Redis as a webhook buffer: what I learned building Agenda IA

When I started building Agenda IA — a WhatsApp scheduling bot that uses Claude AI to understand natural language — I assumed the hard part would be the AI integration. It wasn’t. The hard part was guaranteeing that no WhatsApp message would ever be dropped under load, and that the bot would always respond in under three seconds.

The problem wasn’t new: any system that receives webhooks has to deal with the same tension. But WhatsApp makes it sharper.

Why WhatsApp webhooks are different

The WhatsApp Cloud API fires webhooks in real time for every event: message received, message delivered, message read, status updated. If your endpoint takes more than 20 seconds to respond, WhatsApp assumes you failed and retries. If it retries enough times without success, it can deactivate the webhook altogether.

The real problem isn’t the timeout. It’s that processing a single message involves:

Parsing the payload and extracting intent with Claude AI (200–800ms)
Querying availability in Google Calendar (100–300ms)
Writing to MySQL and emitting a Socket.IO event to the admin dashboard
Responding to the customer on WhatsApp with a confirmation

Total: 500ms–1.2s under ideal conditions. But with multiple messages arriving simultaneously from different tenants, that compounds. And when the Claude API hits a latency spike, you’re looking at 2–3s easily.

The webhook response to WhatsApp has to be immediate. Processing can take whatever time it needs — but the 200 OK has to go out in milliseconds.

The solution: decouple reception from processing

The pattern is classic but effective: the webhook endpoint does exactly one thing — pushes the payload to Redis — and immediately responds 200 OK. A separate worker consumes the queue and runs all the processing.

// webhook handler (Express)
app.post('/webhook/whatsapp', async (req, res) => {
  const payload = JSON.stringify(req.body);
  await redis.lpush('whatsapp:incoming', payload);
  res.sendStatus(200);
});

// worker (separate process)
async function processLoop() {
  while (true) {
    const [, raw] = await redis.brpop('whatsapp:incoming', 0);
    const payload = JSON.parse(raw);
    await handleMessage(payload);
  }
}

BRPOP blocks until something is available in the list. It’s not an active poll, it doesn’t burn CPU. The worker processes one message at a time per tenant, which eliminates race conditions on the calendar.

Multi-tenant: one queue per business

The first design used a single global queue. It worked, but had a problem: if one business received a burst of messages — say, a Monday morning when everyone is calling to confirm appointments — it blocked processing for all other tenants.

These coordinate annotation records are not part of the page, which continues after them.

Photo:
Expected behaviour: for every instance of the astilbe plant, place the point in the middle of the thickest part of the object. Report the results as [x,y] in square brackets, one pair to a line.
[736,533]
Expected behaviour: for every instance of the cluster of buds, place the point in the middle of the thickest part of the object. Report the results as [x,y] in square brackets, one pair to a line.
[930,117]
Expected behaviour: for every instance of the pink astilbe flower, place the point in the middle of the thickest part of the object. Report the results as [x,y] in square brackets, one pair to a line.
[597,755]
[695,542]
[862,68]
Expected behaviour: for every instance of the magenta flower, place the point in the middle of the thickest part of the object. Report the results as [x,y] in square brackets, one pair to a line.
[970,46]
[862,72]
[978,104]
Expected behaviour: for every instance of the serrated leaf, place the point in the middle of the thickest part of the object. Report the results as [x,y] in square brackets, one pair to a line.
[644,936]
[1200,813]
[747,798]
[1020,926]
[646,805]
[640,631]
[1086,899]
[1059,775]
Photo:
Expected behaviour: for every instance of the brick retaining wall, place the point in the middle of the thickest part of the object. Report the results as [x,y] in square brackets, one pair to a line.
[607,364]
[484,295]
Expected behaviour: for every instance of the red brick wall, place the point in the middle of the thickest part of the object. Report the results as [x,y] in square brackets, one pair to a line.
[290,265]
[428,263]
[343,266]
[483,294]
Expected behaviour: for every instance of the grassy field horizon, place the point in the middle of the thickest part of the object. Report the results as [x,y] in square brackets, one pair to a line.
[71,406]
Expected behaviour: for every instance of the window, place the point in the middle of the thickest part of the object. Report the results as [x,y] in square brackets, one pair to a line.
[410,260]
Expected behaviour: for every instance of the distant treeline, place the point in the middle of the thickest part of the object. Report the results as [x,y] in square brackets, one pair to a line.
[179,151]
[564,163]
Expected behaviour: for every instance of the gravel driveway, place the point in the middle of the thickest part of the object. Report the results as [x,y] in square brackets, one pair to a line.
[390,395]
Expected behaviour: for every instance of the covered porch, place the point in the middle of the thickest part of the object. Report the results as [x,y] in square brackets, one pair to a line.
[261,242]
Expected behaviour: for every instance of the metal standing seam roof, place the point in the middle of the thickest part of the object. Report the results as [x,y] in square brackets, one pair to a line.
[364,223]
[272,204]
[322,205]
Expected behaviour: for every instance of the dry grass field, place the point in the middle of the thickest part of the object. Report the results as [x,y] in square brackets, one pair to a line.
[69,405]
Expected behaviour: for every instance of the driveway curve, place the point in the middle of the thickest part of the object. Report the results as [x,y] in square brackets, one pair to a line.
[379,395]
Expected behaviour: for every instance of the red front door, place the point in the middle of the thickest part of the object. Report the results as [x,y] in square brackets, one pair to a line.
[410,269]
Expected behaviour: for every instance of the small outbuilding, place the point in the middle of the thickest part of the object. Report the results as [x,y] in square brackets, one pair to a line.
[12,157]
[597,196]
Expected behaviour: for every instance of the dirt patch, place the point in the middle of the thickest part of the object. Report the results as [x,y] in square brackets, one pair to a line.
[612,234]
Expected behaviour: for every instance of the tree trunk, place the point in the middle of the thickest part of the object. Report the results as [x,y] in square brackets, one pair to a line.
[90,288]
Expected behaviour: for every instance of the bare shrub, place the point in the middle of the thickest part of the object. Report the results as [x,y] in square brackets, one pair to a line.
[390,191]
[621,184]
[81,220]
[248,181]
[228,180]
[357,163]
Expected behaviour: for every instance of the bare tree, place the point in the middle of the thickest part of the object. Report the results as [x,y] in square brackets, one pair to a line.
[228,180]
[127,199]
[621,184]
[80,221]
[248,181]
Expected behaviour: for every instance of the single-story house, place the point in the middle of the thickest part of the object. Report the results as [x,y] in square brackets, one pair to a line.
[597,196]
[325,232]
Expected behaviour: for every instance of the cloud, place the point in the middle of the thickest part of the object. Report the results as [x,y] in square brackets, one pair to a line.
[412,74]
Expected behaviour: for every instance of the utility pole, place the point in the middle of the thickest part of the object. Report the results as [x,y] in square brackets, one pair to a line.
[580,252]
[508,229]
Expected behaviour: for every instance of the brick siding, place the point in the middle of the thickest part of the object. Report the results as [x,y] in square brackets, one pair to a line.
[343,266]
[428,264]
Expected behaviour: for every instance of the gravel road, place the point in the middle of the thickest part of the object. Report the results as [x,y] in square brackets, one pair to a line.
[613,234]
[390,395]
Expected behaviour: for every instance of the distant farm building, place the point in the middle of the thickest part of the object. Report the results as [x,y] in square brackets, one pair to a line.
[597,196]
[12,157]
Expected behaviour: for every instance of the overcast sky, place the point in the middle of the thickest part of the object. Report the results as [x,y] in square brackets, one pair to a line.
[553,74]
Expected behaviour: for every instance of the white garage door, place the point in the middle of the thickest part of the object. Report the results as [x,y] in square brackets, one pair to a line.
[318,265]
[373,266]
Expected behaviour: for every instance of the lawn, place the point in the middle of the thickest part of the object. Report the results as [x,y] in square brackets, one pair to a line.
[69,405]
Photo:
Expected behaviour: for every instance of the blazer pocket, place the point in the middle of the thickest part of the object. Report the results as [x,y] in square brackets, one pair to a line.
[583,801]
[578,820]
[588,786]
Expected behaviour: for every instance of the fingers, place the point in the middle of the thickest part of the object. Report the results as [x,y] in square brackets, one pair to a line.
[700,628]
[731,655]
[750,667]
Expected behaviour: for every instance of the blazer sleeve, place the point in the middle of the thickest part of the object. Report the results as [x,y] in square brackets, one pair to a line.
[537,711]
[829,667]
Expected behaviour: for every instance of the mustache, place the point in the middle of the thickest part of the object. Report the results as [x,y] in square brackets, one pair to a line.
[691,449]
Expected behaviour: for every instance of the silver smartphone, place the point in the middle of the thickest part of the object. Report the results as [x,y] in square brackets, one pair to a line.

The fix was a queue per tenant, generated dynamically:

// push
const queueKey = `whatsapp:incoming:${tenantId}`;
await redis.lpush(queueKey, payload);

// dispatcher: discovers and distributes active queues
const keys = await redis.keys('whatsapp:incoming:*');
await Promise.all(keys.map(processQueue));

Each tenant processes at its own pace. A high-volume business doesn’t affect anyone else.

What I didn’t do and why

I considered BullMQ — the most popular queue library on top of Redis for Node — but ruled it out. BullMQ adds automatic retries, priorities, scheduled jobs, a monitoring UI… all useful, but my case was simpler: ordered messages, one worker per tenant, no complex retry logic (WhatsApp already retries on its own if it doesn’t receive the 200).

The rule I now use: if the processing flow fits in your head, bare Redis is enough. When you need job visibility, per-step configurable retries, or rate limiting per job type, that’s when BullMQ earns its complexity.

Result

With this architecture, the webhook responds in under 5ms. Full processing — including AI — takes between 800ms and 2.5s depending on Claude and Calendar API load. The bot confirms appointments in under 3 seconds 95% of the time.

The part that surprised me most: Redis as a queue requires almost no infrastructure. In production it runs on the same instance as the backend with 64MB of RAM allocated. At the current scale — tens of businesses, not thousands — that’s more than enough.

The truth is that most architecture problems at this scale don’t need more complex tools. They need cleaner separation of responsibilities.